Nous mangions les oranges, aussi, et ne prenions que celles de premier choix. Le suintement vert et légèrement âcre qui sourdait de leur peau lorsqu’on les pelait, l’intérieur d’un blanc pulpeux des pelures, l’odeur piquante et entêtante, les quartiers à l’intérieur du fruit, d’impeccables croissants arrondis… Bizarres, ces trucs. Leur goût ne semblait jamais totalement réel.

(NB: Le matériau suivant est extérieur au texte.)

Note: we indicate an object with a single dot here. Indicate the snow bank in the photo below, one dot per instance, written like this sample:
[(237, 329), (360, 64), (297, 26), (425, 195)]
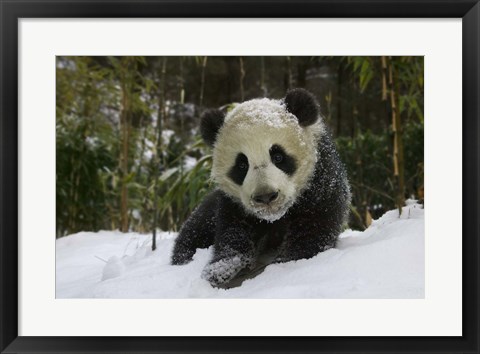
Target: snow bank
[(384, 261)]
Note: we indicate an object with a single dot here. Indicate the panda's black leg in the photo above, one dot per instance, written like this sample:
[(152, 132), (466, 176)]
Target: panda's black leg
[(233, 253), (198, 231), (308, 238), (234, 248)]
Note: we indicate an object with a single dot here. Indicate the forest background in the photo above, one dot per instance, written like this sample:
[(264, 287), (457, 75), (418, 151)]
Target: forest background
[(129, 155)]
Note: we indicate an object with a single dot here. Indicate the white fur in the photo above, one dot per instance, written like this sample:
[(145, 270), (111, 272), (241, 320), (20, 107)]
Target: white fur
[(252, 128)]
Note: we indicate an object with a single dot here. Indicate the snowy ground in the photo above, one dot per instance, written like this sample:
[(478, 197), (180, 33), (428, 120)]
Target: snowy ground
[(384, 261)]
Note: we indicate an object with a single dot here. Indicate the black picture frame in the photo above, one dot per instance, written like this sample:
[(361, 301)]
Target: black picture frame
[(12, 11)]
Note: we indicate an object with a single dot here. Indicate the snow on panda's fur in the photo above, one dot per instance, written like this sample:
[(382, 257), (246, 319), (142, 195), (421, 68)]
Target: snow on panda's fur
[(281, 187)]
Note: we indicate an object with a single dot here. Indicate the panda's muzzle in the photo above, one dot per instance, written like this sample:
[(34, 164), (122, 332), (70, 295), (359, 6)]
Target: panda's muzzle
[(265, 198)]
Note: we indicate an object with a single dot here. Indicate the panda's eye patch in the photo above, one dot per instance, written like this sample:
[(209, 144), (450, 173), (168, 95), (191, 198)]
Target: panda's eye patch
[(282, 160), (277, 157), (239, 170)]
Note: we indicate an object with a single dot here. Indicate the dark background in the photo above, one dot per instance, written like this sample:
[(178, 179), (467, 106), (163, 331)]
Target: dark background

J’ai passé pas mal de temps dans les orangeraies, à errer au sein de la chaude poussière silencieuse, l’arc et les flèches à la main, à parler tout seul. C’était un univers très privé.

Mais quand ils se sont mis à raser les vergers, je n’ai pas souvenir qu’on s’en soit fait tant que ça. Personne ne pouvait imaginer qu’on allait raser toutes les orangeraies. Nous jouions dans les cratères, et dans les tas de bois laissés après qu’on eut abattu les arbres, et c’était différent, intéressant. Et les chantiers – de nouvelles fondations, des charpentes élaborées en l’espace de quelques heures – faisaient de superbes terrains de jeu. Nous nous pendions aux chevrons et faisions des tests pour savoir si le béton qu’on venait de couler fondait quand on tenait une bougie juste en dessous, et nous sautions des toits neufs sur les tas de sable, et une fois Robert Keller a marché sur un clou qui dépassait d’une planche. Le pied.

Et après, quand les maisons furent construites, les clôtures dressées, les routes partout – enfin –, c’était un endroit différent. Et on ne se marrait plus tant que ça. Mais on n’était plus des gamins à ce moment-là, et on s’en foutait.